One common objection to Christianity goes like this: if God knows what we’re going to do before we do it, how can we have free will?
Free will is the ability to make a choice oneself, rather than to be determined by someone else to make your choice. Typically, you don’t have free will unless you are actually able to choose between two live options.
Jane’s hamburger dilemma
To make this easier to think about, let’s create a scenario. Let’s say that, on Tuesday, Jane is faced with the choice either to eat a hamburger or a hot dog. Since this is a free choice, she could choose either one. She ends up choosing the hamburger.
But if God knew on Monday that Jane was going to eat hamburgers, how could Jane have free will? When Tuesday rolls around, Jane will have to choose the hamburger, right? Or, if she had free will, then she could choose an option that would make God wrong.
So this makes it seem that God’s foreknowledge is not compatible with free will.
What is knowledge?
However, the argument above makes a basic mistake. That’s because it misunderstands what knowledge is.
What is the relationship between a fact and knowledge of the fact? Simply, the knowledge of the fact is contingent, or dependent, on the fact. The only way that I would know that my son’s hair is blond . . . is that my son’s hair is actually blond. My knowledge is not the source of his hair color; his hair color is the source of my knowledge.
So let’s bring this into the story of Jane’s hamburger, but let’s forget foreknowledge for a bit. On Tuesday, Jane chooses to eat a hamburger, when she could have chosen to eat a hot dog instead. Jane’s coworker Alex sees Jane eat the hamburger, so he knows which one she chose.
Now, does Alex’s knowledge of Jane’s choice mean that Jane couldn’t have eaten a hot dog instead? No. Jane’s choice was free-willed. She could have chosen either one. It’s just that she did choose the hamburger, and so that’s why Alex knows that she did.
Now let’s imagine that Jane chose the hot dog instead. Would Alex know that she ate the hamburger, if Jane in fact ate the hot dog? Of course not. Since Alex’s knowledge is contingent on Jane’s action, Alex will know what Jane eats, whether it is the hot dog or the hamburger.
Alex’s knowledge doesn’t mean that Jane didn’t have free will. It just means that she freely chose the hamburger rather than the hot dog.
What is foreknowledge?
Okay. Now let’s say that Alex walks out of the office this same day, Tuesday, and goes home. On the side, he’s an inventor, and he happens to have just perfected a time machine.
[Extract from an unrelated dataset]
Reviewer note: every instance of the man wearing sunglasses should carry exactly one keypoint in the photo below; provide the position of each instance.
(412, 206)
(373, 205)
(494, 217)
He steps in it, twiddles the knobs, and goes back to Monday.
So now, it is Monday, and Alex knows what is going to happen on Tuesday. He knows that Jane is going to eat the hamburger. He has foreknowledge, or knowledge that comes from before the event.
Did something just change with Jane’s choice? Did her choice suddenly stop being free, now that Alex traveled into the past? No. Alex’s foreknowledge isn’t what causes her to eat the hamburger—it’s her own free will. Instead, her choice is the source of Alex’s foreknowledge.
It’s still true that Jane could have chosen the hot dog. But what would have happened if she had chosen the hot dog? Simply, the foreknowledge that Alex carries into the past would be that Jane ate the hot dog.
Now that we’re back to Monday, Jane could be going to choose to eat the hot dog. It’s just that she won’t. If she were going to choose to eat the hot dog, then Alex would know that instead of knowing that she is going to eat the hamburger.
That’s the way God can know future free-willed choices. The choices are the source for his knowledge, not the other way around. If the choices were going to be different, God’s knowledge would therefore be different, because the source of his knowledge would be different.